Anyway – we finally got out of there (and luckily the next day, Dad went with me to pick up the missing bag and the customs person knew who both of us were, and she was really nice – so that only took…oh… an hour to get through). Normally we do presents on the day after Xmas, what we Anglos call Boxing Day. Just because for the past three years, Rich and I arrive on Christmas afternoon, just as Mom and our her B.F. Monica are getting dinner about ready.
So - we eat, tryptophan kicks in, and I still have to wrap suitcases full of stuff. So we wouldn’t end up ready to unwrap until like two am. BUT this year we were missing the bag that had all of Rich’s presents to everyone in it. And since we normally open presents on Boxing Day morning – we had already planned to have a slew of friends visit in shifts for the rest of the day. So by the time the pressies arrived – people were due to show up. So we didn’t actually have Christmas until December 27th… which was a work day – so we couldn’t do it until Dad got back home from work. Still, it was quite pleasant because by then everyone has recovered from the madness of the holiday itself and was able to enjoy the gifts. ☺
I have been trying without much success to force the Pack Leader to rest, but he seems to have his laptop permanently grafted to his knees or research or whatever...
He’s been getting a lot of his NY web clients taken care of and also dealing with Columbia stuff.
Plus making his terrifying year-long to-do list which gives me hives each time I contemplate it.
Yesterday we also pulled out the auditorium plans and started figuring out how we should go about reconfiguring the stage area – which is quite a tricky little juggling game. But we actually think we’ve got a good starting template that we can work from. Of course it’s gonna be tricky to really figure out the nitty gritty until the we get the screen down. Which is going to be…um… yah. Piece of cake. Sure.
Anyway – I also have to get through a couple of potential scripts for the Bermuda Festival that I want to drop off for their consideration. Which I’ll probably get to later today. Mom has been feeding us like we were ducks getting ready for a fois gras festival, and it’s been far warmer than I ever remember it being this time of year. The Christmas Department of the only remaining department store on the island burned down the day before we arrived… which my Mother thinks might have been God’s way of trying to tell them that upside down Christmas trees are an abomination to nature (frankly, I think they are nifty – but she’s a traditionalist). Speaking of Donna and the Christmas decorations… the house looks as beautiful as ever for the holidays.

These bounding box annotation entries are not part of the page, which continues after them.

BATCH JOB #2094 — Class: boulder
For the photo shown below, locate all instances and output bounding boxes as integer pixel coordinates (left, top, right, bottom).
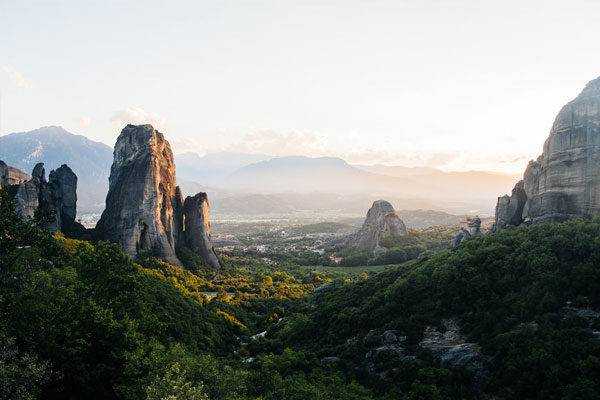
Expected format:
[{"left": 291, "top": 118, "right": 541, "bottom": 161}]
[
  {"left": 419, "top": 319, "right": 489, "bottom": 390},
  {"left": 454, "top": 216, "right": 482, "bottom": 246},
  {"left": 7, "top": 166, "right": 31, "bottom": 185},
  {"left": 324, "top": 200, "right": 408, "bottom": 257}
]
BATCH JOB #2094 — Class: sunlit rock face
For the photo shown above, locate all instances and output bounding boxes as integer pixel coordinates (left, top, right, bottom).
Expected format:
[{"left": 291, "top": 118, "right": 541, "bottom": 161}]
[
  {"left": 325, "top": 200, "right": 408, "bottom": 256},
  {"left": 454, "top": 217, "right": 482, "bottom": 246},
  {"left": 0, "top": 161, "right": 77, "bottom": 232},
  {"left": 0, "top": 160, "right": 31, "bottom": 188},
  {"left": 48, "top": 164, "right": 77, "bottom": 229},
  {"left": 184, "top": 193, "right": 219, "bottom": 268},
  {"left": 96, "top": 125, "right": 218, "bottom": 266},
  {"left": 496, "top": 78, "right": 600, "bottom": 229},
  {"left": 96, "top": 125, "right": 181, "bottom": 265},
  {"left": 492, "top": 180, "right": 527, "bottom": 232}
]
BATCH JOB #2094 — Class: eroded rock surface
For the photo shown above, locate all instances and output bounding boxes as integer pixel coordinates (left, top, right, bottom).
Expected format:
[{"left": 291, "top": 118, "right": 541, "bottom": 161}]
[
  {"left": 325, "top": 200, "right": 408, "bottom": 256},
  {"left": 454, "top": 217, "right": 482, "bottom": 246},
  {"left": 96, "top": 125, "right": 219, "bottom": 266},
  {"left": 495, "top": 78, "right": 600, "bottom": 230},
  {"left": 96, "top": 125, "right": 182, "bottom": 265},
  {"left": 419, "top": 319, "right": 488, "bottom": 388},
  {"left": 0, "top": 161, "right": 77, "bottom": 232},
  {"left": 0, "top": 160, "right": 31, "bottom": 188},
  {"left": 184, "top": 193, "right": 219, "bottom": 268}
]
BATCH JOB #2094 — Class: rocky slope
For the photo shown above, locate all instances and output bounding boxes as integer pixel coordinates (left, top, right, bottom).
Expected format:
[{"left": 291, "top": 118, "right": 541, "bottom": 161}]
[
  {"left": 494, "top": 78, "right": 600, "bottom": 230},
  {"left": 325, "top": 200, "right": 408, "bottom": 257},
  {"left": 0, "top": 126, "right": 112, "bottom": 213},
  {"left": 454, "top": 217, "right": 482, "bottom": 246},
  {"left": 184, "top": 193, "right": 219, "bottom": 267},
  {"left": 96, "top": 125, "right": 219, "bottom": 267},
  {"left": 0, "top": 161, "right": 77, "bottom": 232}
]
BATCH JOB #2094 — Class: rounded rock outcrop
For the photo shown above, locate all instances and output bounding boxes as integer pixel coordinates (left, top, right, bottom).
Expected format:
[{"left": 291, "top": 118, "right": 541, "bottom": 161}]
[{"left": 494, "top": 78, "right": 600, "bottom": 230}]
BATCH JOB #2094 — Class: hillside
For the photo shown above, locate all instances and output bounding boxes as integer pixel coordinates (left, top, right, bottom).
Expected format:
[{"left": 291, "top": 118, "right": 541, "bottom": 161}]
[{"left": 247, "top": 220, "right": 600, "bottom": 399}]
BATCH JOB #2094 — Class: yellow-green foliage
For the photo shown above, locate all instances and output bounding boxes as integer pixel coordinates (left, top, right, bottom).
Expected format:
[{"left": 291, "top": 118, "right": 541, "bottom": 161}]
[
  {"left": 140, "top": 257, "right": 315, "bottom": 303},
  {"left": 217, "top": 310, "right": 246, "bottom": 328},
  {"left": 54, "top": 232, "right": 93, "bottom": 255}
]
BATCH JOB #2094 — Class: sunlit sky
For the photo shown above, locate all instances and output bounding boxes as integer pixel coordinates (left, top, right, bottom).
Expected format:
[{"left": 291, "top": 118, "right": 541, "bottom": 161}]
[{"left": 0, "top": 0, "right": 600, "bottom": 172}]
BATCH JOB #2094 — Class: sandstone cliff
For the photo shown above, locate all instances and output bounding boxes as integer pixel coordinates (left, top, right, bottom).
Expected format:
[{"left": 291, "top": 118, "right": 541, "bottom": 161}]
[
  {"left": 454, "top": 217, "right": 482, "bottom": 246},
  {"left": 96, "top": 125, "right": 181, "bottom": 265},
  {"left": 96, "top": 125, "right": 219, "bottom": 266},
  {"left": 0, "top": 161, "right": 77, "bottom": 232},
  {"left": 184, "top": 193, "right": 219, "bottom": 268},
  {"left": 325, "top": 200, "right": 408, "bottom": 257},
  {"left": 494, "top": 78, "right": 600, "bottom": 230}
]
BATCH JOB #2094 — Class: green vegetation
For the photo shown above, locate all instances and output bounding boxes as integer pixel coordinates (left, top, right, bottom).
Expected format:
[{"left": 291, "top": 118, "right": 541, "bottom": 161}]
[
  {"left": 0, "top": 192, "right": 378, "bottom": 399},
  {"left": 256, "top": 220, "right": 600, "bottom": 399},
  {"left": 0, "top": 188, "right": 600, "bottom": 400}
]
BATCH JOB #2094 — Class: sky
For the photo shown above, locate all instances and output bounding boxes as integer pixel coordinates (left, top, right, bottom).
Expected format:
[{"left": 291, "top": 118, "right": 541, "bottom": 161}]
[{"left": 0, "top": 0, "right": 600, "bottom": 173}]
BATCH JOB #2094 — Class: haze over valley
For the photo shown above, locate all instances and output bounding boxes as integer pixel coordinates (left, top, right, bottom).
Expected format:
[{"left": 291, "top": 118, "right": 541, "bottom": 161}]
[{"left": 0, "top": 0, "right": 600, "bottom": 400}]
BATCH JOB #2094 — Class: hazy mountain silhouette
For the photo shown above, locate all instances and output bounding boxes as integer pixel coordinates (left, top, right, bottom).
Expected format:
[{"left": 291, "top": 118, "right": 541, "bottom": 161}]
[{"left": 0, "top": 126, "right": 113, "bottom": 213}]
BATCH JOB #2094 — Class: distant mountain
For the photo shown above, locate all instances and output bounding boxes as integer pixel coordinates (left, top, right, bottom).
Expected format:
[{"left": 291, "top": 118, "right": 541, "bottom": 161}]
[
  {"left": 0, "top": 126, "right": 518, "bottom": 217},
  {"left": 223, "top": 156, "right": 395, "bottom": 193},
  {"left": 0, "top": 126, "right": 113, "bottom": 214},
  {"left": 175, "top": 152, "right": 273, "bottom": 185},
  {"left": 353, "top": 164, "right": 441, "bottom": 178},
  {"left": 220, "top": 157, "right": 515, "bottom": 215}
]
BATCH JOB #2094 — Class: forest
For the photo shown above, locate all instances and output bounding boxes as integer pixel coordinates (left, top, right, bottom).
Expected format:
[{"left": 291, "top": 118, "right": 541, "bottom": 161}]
[{"left": 0, "top": 188, "right": 600, "bottom": 399}]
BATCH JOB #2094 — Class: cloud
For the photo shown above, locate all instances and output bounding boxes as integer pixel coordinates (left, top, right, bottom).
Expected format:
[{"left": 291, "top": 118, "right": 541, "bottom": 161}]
[
  {"left": 2, "top": 66, "right": 33, "bottom": 89},
  {"left": 169, "top": 139, "right": 207, "bottom": 154},
  {"left": 227, "top": 130, "right": 328, "bottom": 156},
  {"left": 77, "top": 117, "right": 92, "bottom": 127},
  {"left": 109, "top": 107, "right": 167, "bottom": 129}
]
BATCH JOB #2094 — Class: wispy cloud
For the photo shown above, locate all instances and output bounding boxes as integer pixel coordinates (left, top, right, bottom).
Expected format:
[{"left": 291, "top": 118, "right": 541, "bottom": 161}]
[
  {"left": 109, "top": 107, "right": 167, "bottom": 129},
  {"left": 169, "top": 139, "right": 207, "bottom": 154},
  {"left": 2, "top": 65, "right": 33, "bottom": 89},
  {"left": 227, "top": 130, "right": 327, "bottom": 156},
  {"left": 77, "top": 117, "right": 92, "bottom": 128}
]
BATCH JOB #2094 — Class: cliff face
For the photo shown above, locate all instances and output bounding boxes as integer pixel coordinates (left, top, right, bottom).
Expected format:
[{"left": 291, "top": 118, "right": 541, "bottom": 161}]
[
  {"left": 184, "top": 193, "right": 219, "bottom": 268},
  {"left": 0, "top": 160, "right": 31, "bottom": 188},
  {"left": 0, "top": 161, "right": 77, "bottom": 232},
  {"left": 96, "top": 125, "right": 218, "bottom": 266},
  {"left": 96, "top": 125, "right": 181, "bottom": 265},
  {"left": 454, "top": 217, "right": 482, "bottom": 246},
  {"left": 495, "top": 78, "right": 600, "bottom": 230},
  {"left": 325, "top": 200, "right": 408, "bottom": 256}
]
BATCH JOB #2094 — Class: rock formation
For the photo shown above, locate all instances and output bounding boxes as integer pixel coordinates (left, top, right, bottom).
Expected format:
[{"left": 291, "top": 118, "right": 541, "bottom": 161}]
[
  {"left": 96, "top": 125, "right": 219, "bottom": 266},
  {"left": 49, "top": 164, "right": 77, "bottom": 231},
  {"left": 0, "top": 161, "right": 77, "bottom": 232},
  {"left": 7, "top": 166, "right": 31, "bottom": 185},
  {"left": 184, "top": 193, "right": 219, "bottom": 268},
  {"left": 494, "top": 78, "right": 600, "bottom": 230},
  {"left": 454, "top": 217, "right": 482, "bottom": 246},
  {"left": 325, "top": 200, "right": 408, "bottom": 257},
  {"left": 96, "top": 125, "right": 182, "bottom": 265},
  {"left": 0, "top": 160, "right": 30, "bottom": 188}
]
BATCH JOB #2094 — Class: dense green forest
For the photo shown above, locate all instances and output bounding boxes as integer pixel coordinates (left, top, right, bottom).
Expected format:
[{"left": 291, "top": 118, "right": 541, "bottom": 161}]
[{"left": 0, "top": 188, "right": 600, "bottom": 400}]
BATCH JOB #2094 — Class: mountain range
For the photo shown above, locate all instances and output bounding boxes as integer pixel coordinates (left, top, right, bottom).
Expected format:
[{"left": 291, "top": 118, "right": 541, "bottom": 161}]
[
  {"left": 0, "top": 126, "right": 113, "bottom": 214},
  {"left": 0, "top": 126, "right": 518, "bottom": 215}
]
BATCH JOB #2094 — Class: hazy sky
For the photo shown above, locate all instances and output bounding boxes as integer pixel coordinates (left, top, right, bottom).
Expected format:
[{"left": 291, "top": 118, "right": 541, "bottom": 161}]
[{"left": 0, "top": 0, "right": 600, "bottom": 172}]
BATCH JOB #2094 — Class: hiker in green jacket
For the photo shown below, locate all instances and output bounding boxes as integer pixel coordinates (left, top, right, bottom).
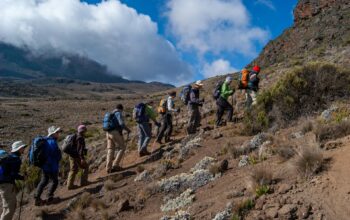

So I’ll show you some pics… As you can see, it ain’t exactly a white Christmas around here. ☺
New Year’s Eve was extremely quite – we were completely abandoned by the usual suspects – Peter (the local political cartoonist who is like the grandfather I never had) was spending it with his family since his REAL (whatever) grandchildren and great-grandchildren are visiting from the UK.
Due to some big rap concert they were having in the middle of town, my Mom’s friend Monica (who at this point is an honorary Froomkin whether or not she wanted to be) was very nervous about crazy people on the roads and insisted on staying home. About which I will continue to torment her for at least the next decade.
Actually there was pie. Of two varieties. So there.
Mom and Dad and Rich and I whiled away the countdown playing Trivial Pursuit. Dad opened a bottle of extremely expensive champagne he’d been given as a some work gift – and after one sip of it and making faces like we were auditioning for the live action version of “the California Raisins visit the Pickle factory” – we switched some far less expensive and actually drinkable stuff.
And thus – we usher in a brand new year of drywall, paint and goo. Happy Goo Year to all.